BANGKA BARAT, lintasbabel.id - Rencana akan kembalinya operasi Kapal Isap Produksi (KIP) PT Timah di perairan Teluk Kelabat Dalam (TKD) mendapat respon dari nelayan dan mahasiswa.
Nelayan yang tergabung dalam Forum Nelayan Pecinta Teluk Kelabat Dalam (FNPTKD), yang berasal dari 10 Desa di kawasan perairan Teluk Kelabat Dalam (TKD) yakni Desa Pusuk, Bakit, Semulut, Rukem, Kapit, Tuik, Beruas, Pangkalniur, Berbura, dan Riding Panjang, melakukan musyawarah merespon rencana akan beroperasinya Kapal Isap Produksi (KIP) PT Timah di perairan TKD. Selin itu, mereka juga menanggapi hasil rapat Forum Komunikasi Pimpinan Daerah (FORKOPIMDA) Bangka Belitung pada 22 Oktober 2021 di Hotel Santika, Kota Pangkalpinang.

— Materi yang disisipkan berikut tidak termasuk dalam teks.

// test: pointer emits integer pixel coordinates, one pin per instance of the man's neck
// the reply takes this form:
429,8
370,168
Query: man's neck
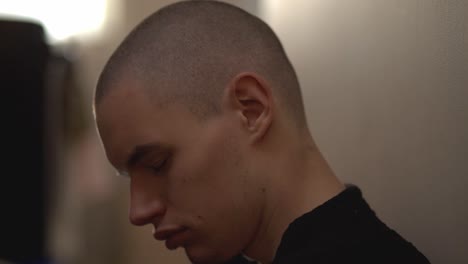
301,184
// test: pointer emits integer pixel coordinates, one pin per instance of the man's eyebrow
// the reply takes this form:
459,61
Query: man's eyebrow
140,151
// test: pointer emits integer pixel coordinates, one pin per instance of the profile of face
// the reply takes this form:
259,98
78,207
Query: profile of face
193,180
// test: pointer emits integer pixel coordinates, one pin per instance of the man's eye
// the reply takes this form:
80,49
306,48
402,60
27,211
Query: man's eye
158,166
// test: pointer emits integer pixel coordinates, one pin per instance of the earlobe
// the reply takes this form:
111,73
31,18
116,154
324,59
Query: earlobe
251,97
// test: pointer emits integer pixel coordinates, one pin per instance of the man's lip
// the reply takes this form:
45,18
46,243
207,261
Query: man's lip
166,232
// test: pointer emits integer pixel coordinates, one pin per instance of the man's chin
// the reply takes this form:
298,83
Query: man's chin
200,255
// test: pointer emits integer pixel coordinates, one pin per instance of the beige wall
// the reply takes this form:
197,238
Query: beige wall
385,85
386,91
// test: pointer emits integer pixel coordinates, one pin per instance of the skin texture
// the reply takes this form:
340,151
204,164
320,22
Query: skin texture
228,184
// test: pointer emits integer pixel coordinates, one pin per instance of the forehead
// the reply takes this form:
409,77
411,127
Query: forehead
127,117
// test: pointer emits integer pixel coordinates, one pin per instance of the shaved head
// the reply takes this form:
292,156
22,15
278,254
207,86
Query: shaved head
189,51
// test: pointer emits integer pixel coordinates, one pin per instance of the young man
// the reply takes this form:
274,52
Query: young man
202,109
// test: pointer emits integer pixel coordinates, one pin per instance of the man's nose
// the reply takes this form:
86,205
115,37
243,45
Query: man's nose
146,205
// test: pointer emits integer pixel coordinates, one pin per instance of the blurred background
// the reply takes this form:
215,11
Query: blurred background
385,84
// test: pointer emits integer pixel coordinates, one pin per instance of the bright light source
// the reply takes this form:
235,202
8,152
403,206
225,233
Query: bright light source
62,19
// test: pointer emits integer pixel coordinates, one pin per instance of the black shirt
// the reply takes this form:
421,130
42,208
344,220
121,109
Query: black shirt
342,230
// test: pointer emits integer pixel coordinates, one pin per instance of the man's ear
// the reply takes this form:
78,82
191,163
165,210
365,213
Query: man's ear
250,96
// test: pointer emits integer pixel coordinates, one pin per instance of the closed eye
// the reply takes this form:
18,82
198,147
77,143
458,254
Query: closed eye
159,166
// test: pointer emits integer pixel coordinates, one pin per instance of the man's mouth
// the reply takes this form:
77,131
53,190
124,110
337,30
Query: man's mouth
174,236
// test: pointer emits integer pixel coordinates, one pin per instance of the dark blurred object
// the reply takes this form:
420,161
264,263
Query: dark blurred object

Musyawarah FNPTKD bersama Aliansi BEM Bangka Belitung, dilaksananakan pada Kamis (28/10/2021) sore, di dermaga Desa Pusuk Kabupaten Bangka Barat, turut dihadiri perwakilan masing-masing nelayan desa di kawasan TKD.
Seluruh peserta musyawarah menentang keras dan menolak rencana operasi KIP dan aktivitas pertambangan jenis apapun di kawasan perairan TKD.
Aliansi BEM Babel dalam musyawarah tersebut, memaparkan kajian baik dari persfektif Dampak Lingkungan, Ekonomi,Sosial dan budaya, Yuridis berkenaan dengan adanya operasi KIP di kawasan tersebut, serta evaluasi atau melihat fakta lapangan dari dampak beroperasinya KIP.
"Bahwasanya perairan TKD tempat berkehidupan sehari-hari masyarakat di kawasan ini yang sudah berabad-abad menempati dan melakukan aktivitas perekonomian, sosial dan budaya dengan tetap menjaga alam mereka dari kerusakan manusia," kata Ketua Umum FNPTKD, Maryono dalam keterangan persnya yang diterima lintas Babel, Kamis (4/11/2021.
Dikatakan Maryono, dalam sejarah peradaban Bangka Belitung, TKD memiliki peranan yang amat sangat penting bagi masyarakat dari sektor ekonomi. Sudah ribuan tahun mampu menggerakkan ekonomi masyarakat untuk memenuhi kehidupan sehari-hari dengan mengoptimalkan kekayaan flora dan fauna di laut seperti ikan, terumbu karang, udang, kepiting, rumput laut, hutan mangrove dan lain-lain.